The high prevalence of uORFs in the P. falciparum genome leads to repression of translation
Reports establishing translational regulation of the var2csa gene led to an interest in understanding whether this phenomenon was observed in other genes as well. Subsequent studies provided indirect evidence that regulation by uORFs could be more prevalent in P. falciparum than previously anticipated. For example, the P. falciparum transcriptome displays widespread occurrence of uORFs (Caro et al., Reference Caro, Ahyong, Betegon and DeRisi2014), with 99% of the transcripts containing at least one uORF in their 5′ leader (Kumar et al., Reference Kumar, Srinivas and Patankar2015). This number is extremely high when compared to human transcripts where only 49% of the transcripts contain at least one uORF in their 5′ leader (Calvo et al., Reference Calvo, Pagliarini and Mootha2009). With a prediction of an average of 11 uORFs per CDS (Kaur et al., Reference Kaur, Kumar and Patankar2020), P. falciparum exhibits the highest ever recorded number of uORFs in a transcript.
The high frequencies of uORFs are a reflection of the distinctive genome of P. falciparum whose composition is skewed heavily towards adenine (A) and thymine (T) nucleotides (Gardner et al., Reference Gardner, Hall, Fung, White, Berriman, Hyman, Carlton, Pain, Nelson, Bowman, Paulsen, James, Eisen, Rutherford, Salzberg, Craig, Kyes, Chan, Nene, Shallom, Suh, Peterson, Angiuoli, Pertea, Allen, Selengut, Haft, Mather, Vaidya, Martin, Fairlamb, Fraunholz, Roos, Ralph, McFadden, Cummings, Subramanian, Mungall, Venter, Carucci, Hoffman, Newbold, Davis, Fraser and Barrell2002). This leads to a high probability of finding AT-rich start and stop codons in the 5′ leader sequence, thereby giving rise to uAUGs and uORFs. These large numbers of uAUGs and uORFs pose a significant challenge to the parasite's cytoplasmic translation machinery, resulting in repression of the downstream gene. This was shown by the insertion of a short sequence, containing several uORFs, upstream of a reporter that resulted in almost complete loss of reporter activity. When all the start codons of the uORFs in this inserted sequence were mutated, reporter activity was regained, showing that the repression was at the level of translation (Kumar et al., Reference Kumar, Srinivas and Patankar2015).
Each uORF has a very different ability to engage the scanning ribosome and experimental approaches have been used to study the features that contribute to the repressive capacity of uORFs. Such features are the Kozak sequence, codon composition, length of the uORF, and the distance between the uORF and the CDS (Kaur et al., Reference Kaur, Kumar and Patankar2020). Further, bioinformatics was used to predict translatability of an ORF (therefore, the repressiveness of the uORF) by calculating the probability of translation initiation and elongation of ORFs in the P. falciparum genome (Srinivas et al., Reference Srinivas, Kumar, Noronha and Patankar2016). The model utilizes positional features comprising of the Kozak sequence and compositional features comprising of the codon topography of the ORF to predict translation initiation and elongation probabilities of the ORF, respectively.

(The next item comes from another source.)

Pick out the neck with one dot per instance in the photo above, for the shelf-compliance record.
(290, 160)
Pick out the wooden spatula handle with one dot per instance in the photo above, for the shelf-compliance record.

The notion of translation repression by certain uORFs is reinforced by the presence of ribosome footprints on the 5′ leaders of transcripts expressed in the intra-erythrocytic asexual stages of P. falciparum, supporting the hypothesis that these large numbers of uORFs can engage ribosomes. Ribosome profiling studies found a rampant occurrence of ribosome density associated with 5′ leaders of transcripts compared to the 3′ UTRs (Bunnik et al., Reference Bunnik, Chung, Hamilton, Ponts, Saraf, Prudhomme, Florens and Le Roch2013; Caro et al., Reference Caro, Ahyong, Betegon and DeRisi2014). The data suggest the active translation of uORFs present in the 5′ leader sequence, with some instances where transcripts showed a higher abundance of ribosome footprints on the 5′ leader than on the CDS, leading to low translational efficiency of the CDS (Caro et al., Reference Caro, Ahyong, Betegon and DeRisi2014). Interestingly, only 50% of the ribosome footprints overlapped with the predicted uORF (Caro et al., Reference Caro, Ahyong, Betegon and DeRisi2014), pointing towards the presence of non-canonical translation initiation sites in P. falciparum. If indeed non-canonical translation initiation sites are widespread, the current predictions of the numbers of uORFs may be a gross underestimate. As the repressive capability of different uORFs has now been assessed by experimental/bioinformatics analysis and ribosome profiling, a holistic analysis of all these genome-wide datasets would shed light on specific uORFs regulating the expression of classes of genes. Based on the evidence that uORF-mediated regulation is a strategy employed to handle stress responses, such classes of genes might be physiologically relevant in host–pathogen interactions and establishing the pathogenicity of this parasite.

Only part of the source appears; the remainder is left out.